A Scalable Approach for Outlier Detection in Edge Streams Using Sketch-based Approximations

Abstract

Dynamic graphs are a powerful way to model an evolving set of objects and their ongoing interactions. A broad spectrum of systems, such as information, communication, and social, are naturally represented by dynamic graphs. Outlier (or anomaly) detection in dynamic graphs can provide unique insights into the relationships of objects and identify novel or emerging relationships. To date, outlier detection in dynamic graphs has been studied in the context of graph streams, focusing on the analysis and comparison of entire graph objects. However, the volume and velocity of data are necessitating a transition from outlier detection in the context of graph streams to outlier detection in the context of edge streams–where the stream consists of individual graph edges instead of entire graph objects. In this paper, we propose the first approach for outlier detection in edge streams.
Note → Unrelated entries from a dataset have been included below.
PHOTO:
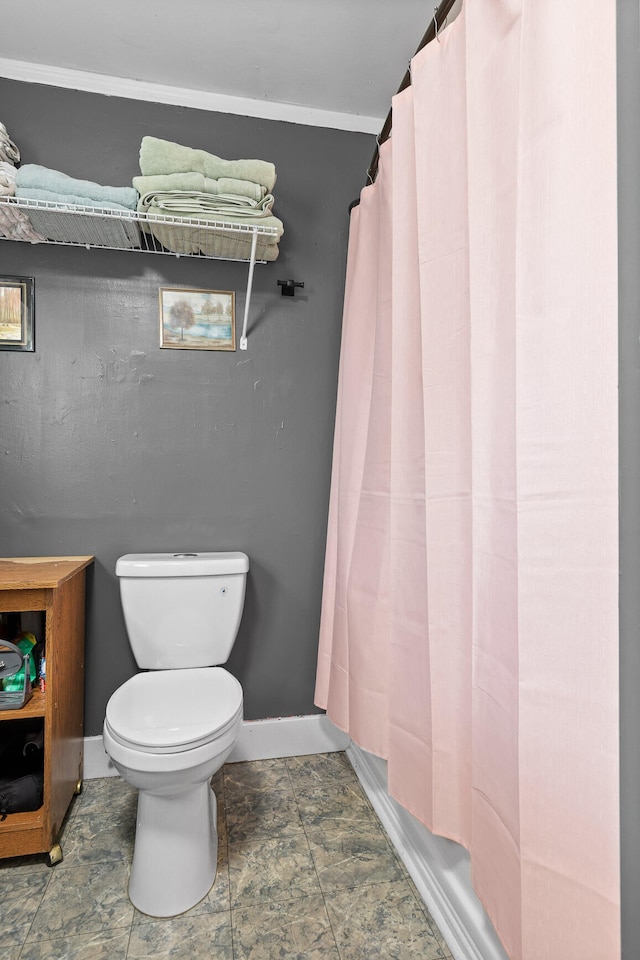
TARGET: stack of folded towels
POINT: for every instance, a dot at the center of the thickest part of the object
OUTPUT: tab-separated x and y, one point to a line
186	183
14	224
37	183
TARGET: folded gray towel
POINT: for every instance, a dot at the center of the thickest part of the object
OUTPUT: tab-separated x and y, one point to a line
31	176
194	204
198	182
163	157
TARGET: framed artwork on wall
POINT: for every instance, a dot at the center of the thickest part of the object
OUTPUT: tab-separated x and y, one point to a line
17	321
197	319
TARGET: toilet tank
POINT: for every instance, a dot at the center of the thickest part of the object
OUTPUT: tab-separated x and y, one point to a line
182	609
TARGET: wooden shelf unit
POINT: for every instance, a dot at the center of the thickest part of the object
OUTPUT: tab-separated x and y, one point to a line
55	586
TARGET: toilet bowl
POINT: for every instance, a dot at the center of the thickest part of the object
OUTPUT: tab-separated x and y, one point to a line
167	734
169	729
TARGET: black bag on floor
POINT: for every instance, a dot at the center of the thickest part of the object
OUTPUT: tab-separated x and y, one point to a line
21	794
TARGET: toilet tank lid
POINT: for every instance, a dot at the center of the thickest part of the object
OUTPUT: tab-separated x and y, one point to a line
181	564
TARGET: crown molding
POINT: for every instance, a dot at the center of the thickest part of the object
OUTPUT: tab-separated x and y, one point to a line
177	96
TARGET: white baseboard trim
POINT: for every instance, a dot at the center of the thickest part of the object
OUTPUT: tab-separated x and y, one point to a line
258	740
438	867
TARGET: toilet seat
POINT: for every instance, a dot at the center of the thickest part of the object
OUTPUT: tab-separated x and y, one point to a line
172	711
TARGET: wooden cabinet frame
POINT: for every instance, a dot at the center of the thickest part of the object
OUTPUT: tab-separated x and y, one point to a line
56	586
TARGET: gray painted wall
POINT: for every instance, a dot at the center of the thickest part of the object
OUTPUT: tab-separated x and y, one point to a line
629	294
110	445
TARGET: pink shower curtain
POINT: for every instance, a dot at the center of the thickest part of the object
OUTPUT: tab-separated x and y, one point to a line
469	623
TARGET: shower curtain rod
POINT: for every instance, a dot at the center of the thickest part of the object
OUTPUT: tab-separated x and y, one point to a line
437	23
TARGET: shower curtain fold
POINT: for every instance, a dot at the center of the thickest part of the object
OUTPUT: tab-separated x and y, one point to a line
469	620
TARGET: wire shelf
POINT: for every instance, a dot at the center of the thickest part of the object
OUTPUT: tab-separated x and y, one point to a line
101	228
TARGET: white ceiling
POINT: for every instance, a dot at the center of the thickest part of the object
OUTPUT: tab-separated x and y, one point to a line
326	62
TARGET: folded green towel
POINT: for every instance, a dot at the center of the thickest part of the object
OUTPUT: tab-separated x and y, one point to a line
164	157
198	182
33	176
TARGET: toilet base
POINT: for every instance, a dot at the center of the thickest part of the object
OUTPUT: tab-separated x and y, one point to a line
176	851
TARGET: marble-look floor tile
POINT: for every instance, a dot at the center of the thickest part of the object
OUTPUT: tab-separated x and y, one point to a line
351	855
23	876
86	898
295	929
344	802
320	768
195	937
262	815
95	836
16	917
258	776
279	869
88	946
382	921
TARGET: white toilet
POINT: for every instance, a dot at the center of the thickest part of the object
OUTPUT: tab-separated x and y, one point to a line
169	730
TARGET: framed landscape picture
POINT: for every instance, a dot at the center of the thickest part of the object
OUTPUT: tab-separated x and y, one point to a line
16	314
197	319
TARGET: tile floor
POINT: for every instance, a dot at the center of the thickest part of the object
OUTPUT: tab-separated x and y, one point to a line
305	872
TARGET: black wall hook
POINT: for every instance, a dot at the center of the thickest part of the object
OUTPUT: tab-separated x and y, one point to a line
288	287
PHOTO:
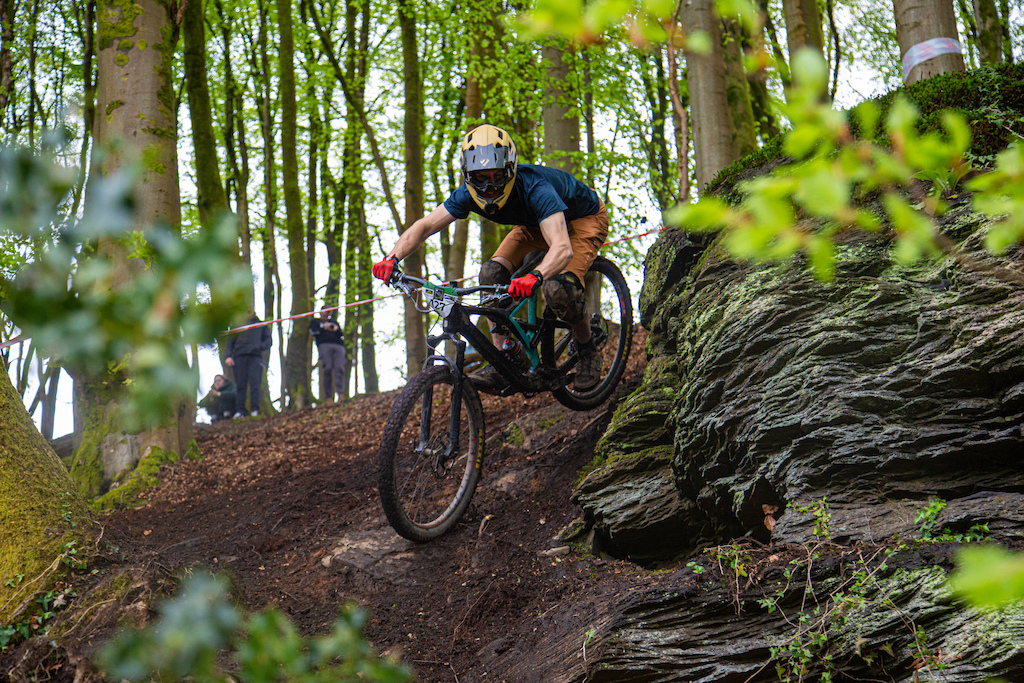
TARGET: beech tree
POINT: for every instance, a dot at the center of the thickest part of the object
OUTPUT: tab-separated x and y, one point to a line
713	141
135	90
918	24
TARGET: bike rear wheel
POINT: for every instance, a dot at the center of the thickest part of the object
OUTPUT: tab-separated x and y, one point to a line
611	328
425	483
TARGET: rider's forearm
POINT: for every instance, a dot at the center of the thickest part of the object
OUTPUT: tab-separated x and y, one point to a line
417	233
559	248
555	260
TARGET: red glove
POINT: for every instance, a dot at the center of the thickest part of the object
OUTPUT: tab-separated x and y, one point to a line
523	288
384	269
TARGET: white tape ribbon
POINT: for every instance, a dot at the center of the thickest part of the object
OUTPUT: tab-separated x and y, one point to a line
928	49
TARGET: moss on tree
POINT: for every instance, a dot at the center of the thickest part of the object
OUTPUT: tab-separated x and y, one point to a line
128	486
41	512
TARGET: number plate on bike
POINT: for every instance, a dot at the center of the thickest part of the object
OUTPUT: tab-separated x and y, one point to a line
441	302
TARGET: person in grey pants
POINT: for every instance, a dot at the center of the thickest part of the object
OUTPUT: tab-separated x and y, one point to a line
331	346
244	354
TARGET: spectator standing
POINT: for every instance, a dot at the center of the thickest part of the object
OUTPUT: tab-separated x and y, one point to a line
331	346
245	354
219	403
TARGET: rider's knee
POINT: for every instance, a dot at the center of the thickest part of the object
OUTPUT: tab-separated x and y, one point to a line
493	272
565	297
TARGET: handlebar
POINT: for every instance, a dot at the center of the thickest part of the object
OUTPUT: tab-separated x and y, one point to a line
402	282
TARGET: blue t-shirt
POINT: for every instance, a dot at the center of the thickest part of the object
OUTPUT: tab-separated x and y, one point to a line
539	191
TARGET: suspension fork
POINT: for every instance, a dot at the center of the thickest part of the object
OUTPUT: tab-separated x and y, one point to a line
426	409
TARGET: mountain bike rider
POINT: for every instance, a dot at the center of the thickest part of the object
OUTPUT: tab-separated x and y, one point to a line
550	210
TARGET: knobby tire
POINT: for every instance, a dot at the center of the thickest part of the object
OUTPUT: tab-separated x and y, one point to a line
422	500
615	350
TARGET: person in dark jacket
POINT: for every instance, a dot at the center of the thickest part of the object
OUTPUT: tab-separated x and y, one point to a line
245	354
219	403
331	346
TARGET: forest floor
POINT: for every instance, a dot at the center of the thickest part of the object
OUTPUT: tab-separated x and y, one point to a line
287	507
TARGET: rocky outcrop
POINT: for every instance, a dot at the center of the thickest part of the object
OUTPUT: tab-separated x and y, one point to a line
875	409
766	390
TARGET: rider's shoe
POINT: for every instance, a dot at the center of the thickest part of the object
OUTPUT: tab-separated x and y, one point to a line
488	380
588	370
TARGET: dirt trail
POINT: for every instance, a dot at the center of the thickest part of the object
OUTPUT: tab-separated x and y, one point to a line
288	507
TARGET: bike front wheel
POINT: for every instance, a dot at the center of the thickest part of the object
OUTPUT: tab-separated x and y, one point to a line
610	310
429	463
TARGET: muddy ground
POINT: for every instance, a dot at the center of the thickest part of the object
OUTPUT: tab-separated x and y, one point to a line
287	507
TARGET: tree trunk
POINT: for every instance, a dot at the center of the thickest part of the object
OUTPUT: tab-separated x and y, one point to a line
918	23
261	75
6	65
33	95
41	511
561	125
295	373
52	381
416	341
1008	44
680	125
360	249
737	90
211	198
233	127
136	93
657	146
989	32
713	141
782	65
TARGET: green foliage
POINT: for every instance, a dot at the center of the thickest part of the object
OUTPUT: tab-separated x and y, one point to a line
46	606
198	628
928	518
645	19
77	302
989	575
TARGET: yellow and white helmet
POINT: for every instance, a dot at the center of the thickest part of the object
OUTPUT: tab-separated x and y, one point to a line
488	166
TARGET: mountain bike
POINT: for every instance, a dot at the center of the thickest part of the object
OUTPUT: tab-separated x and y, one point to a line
431	455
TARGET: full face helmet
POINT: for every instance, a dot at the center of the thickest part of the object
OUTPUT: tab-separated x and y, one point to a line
488	166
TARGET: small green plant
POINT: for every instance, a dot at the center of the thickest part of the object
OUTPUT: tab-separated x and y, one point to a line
589	636
822	518
928	517
200	626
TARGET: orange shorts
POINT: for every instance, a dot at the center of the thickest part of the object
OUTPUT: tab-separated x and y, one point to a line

We first describe a highlevel model for outlier detection based on global and local structural properties of a stream. We propose a novel application of the Count-Min sketch for approximating these properties, and prove probabilistic error bounds on our edge outlier scoring functions. Our sketch-based implementation provides a scalable solution, having constant time updates and constant space requirements. Experiments on synthetic and real world datasets demonstrate our method’s scalability, effectiveness for discovering outliers, and the effects of approximation.